Politicians raged, newspapers thundered, activists campaigned.
What was lost in the mix was that Japan had also started targeting fin whales, which are more threatened than humpbacks. But, because the fins carried no value in Australia, they were forgotten.
Question of value
I was not the only one to find this disturbing. Some conservation groups felt it too.
What was the campaign for? For whales or for whales' value to humans?
And what form does that value take?
Over the past few years, environment groups have been pushing the argument that whale-watching is much more profitable than whale hunting, and that the two are incompatible.

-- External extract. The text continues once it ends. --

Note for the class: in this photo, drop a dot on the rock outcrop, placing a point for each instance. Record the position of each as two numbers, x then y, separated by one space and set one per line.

Now, I understand the logic of trying to make the anti-whaling argument in economic terms but where does that leave species that do not perform for tourists, like the poor fins?
Do whales become just a resource to be preserved if they are of use to us?
The question of how we value nature is going to become much bigger politically over the next few years.
Nature's balance sheet
There is a major research project under way aiming to quantify the costs and benefits of nature in human economic terms.
It is modelled on the Stern Review that finally made economic ministries wake up to the issue of climate change.
The natural world processes our waste, provides our water and gives us the root material for our farming.
If governments can see how much this is worth, perhaps they will put money into protecting these resources.
But here is a thought. What happens to a hypothetical piece of marshland that supports rare birds but also disease-carrying insects?
If we conclude that the insects' costs to society are higher than the birds' benefits, does it become legitimate to drain the marsh and send the birds to extinction?
I do not have answers to any of this. Certainly, across the world, nature is crumbling under human hands and, if expressing that in dollars and euros and pounds and yen can halt the slide, then by all means give it a try.
But, as I look out from my window at the snow-capped hills surrounding Santiago, I cannot help feeling that we risk losing what nature is if we couch its value in human terms.
Whales are about more than profits from eco-tourism or the costs of slowing down ships.
They are part of nature's balance sheet, not ours.
Valuing nature in dollar terms might result in the right whale being saved. It's unlikely to do anything for the wrong whale.